Bayer’s Vitrakvi is first tumour-agnostic drug approved in EU

Bayer’s TRK inhibitor Vitrakvi has been approved by the EMA, becoming the first therapy for cancer based on its molecular signature rather than its location in the body.

The EU drugs regulator cleared Vitrakvi (larotrectinib) for the treatment of patients with solid tumours that have an NTRK gene fusion, are locally advanced, metastatic or for whom surgical resection is likely to be debilitating, and who have no other treatment options.

That makes Vitrakvi the first so-called tumour agnostic drug to reach the EU market, ahead of Roche’s competing TRK inhibitor Rozlytrek (entrectinib) which has been submitted for approval by the EMA but is still under review.

Vitrakvi has also been approved in the US, Brazil and Canada, while Rozlytrek got a green light in Japan in July and in the US last month for NTRK fusion cancers in patients over 12, as well as an FDA nod for a second indication – ROS1-positive metastatic non-small cell lung cancer (NSCLC) in adults.

NTRK fusion cancer is rare, affecting no more than a few thousand patients across Europe annually, according to Bayer. It affects both children and adults and occurs in different frequencies across various tumour types, and is more common in sarcomas, brain, kidney and thyroid cancers.

Use of the drug will depend on patients receiving genetic testing for NTRK gene fusions in order to identify those who will benefit from the drug. Earlier this year, NHS England said it would prioritise tumour agnostic cancer drugs in the same way that it has CAR-T cell therapies for cancer.

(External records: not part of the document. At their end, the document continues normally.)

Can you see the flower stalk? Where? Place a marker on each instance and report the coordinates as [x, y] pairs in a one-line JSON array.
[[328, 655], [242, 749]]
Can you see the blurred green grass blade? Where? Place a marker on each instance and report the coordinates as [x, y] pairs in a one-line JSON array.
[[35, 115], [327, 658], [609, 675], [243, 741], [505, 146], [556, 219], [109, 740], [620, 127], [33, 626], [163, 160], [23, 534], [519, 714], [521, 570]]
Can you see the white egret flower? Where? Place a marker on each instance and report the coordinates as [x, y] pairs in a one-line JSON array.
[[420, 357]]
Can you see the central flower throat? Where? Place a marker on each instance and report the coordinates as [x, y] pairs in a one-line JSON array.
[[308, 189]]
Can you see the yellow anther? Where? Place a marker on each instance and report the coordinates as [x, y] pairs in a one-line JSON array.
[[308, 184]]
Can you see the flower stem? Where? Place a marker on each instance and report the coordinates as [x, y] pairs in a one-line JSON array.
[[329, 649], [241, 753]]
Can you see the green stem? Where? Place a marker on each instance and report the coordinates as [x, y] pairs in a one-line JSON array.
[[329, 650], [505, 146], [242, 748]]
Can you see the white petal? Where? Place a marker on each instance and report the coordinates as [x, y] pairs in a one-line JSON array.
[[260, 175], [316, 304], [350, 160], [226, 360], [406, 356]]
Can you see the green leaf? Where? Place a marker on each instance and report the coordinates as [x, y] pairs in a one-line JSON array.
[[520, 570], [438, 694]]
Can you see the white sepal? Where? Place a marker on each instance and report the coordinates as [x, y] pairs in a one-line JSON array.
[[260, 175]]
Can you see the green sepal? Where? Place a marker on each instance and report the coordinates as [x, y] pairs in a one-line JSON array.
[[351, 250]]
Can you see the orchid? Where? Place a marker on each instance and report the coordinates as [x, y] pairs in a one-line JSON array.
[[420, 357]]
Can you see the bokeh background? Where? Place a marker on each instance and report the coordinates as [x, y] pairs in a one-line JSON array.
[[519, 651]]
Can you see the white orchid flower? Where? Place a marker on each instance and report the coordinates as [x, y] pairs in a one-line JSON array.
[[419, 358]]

NHS England chief executive Simon Stevens pledged to work with industry to step up preparations for making the drugs available, for example by making sure genomic testing is included in existing cancer treatment pathways.

Bayer has a few months lead over Roche in Europe as well as the US, where it was also first to market. Roche has fought back by launching Rozlytrek at a sizeable discount to Vitrakvi in the US, at a list price of $17,050 versus $32,800 for Bayer’s drug.

Analysts have predicted that both drugs will make sales in the order of several hundred million dollars a year.

The first cancer drug to reach the market for a tumour-agnostic indication was Merck & Co’s Keytruda (pembrolizumab), which was FDA approved in May 2017 for unresectable or metastatic tumours with an instability-high (MSI-H) or mismatch repair deficient (dMMR) biomarker, amongst its many other uses.

Bristol-Myers Squibb’s Opdivo (nivolumab) was approved for MSI-H and dMMR colorectal cancer a few months later.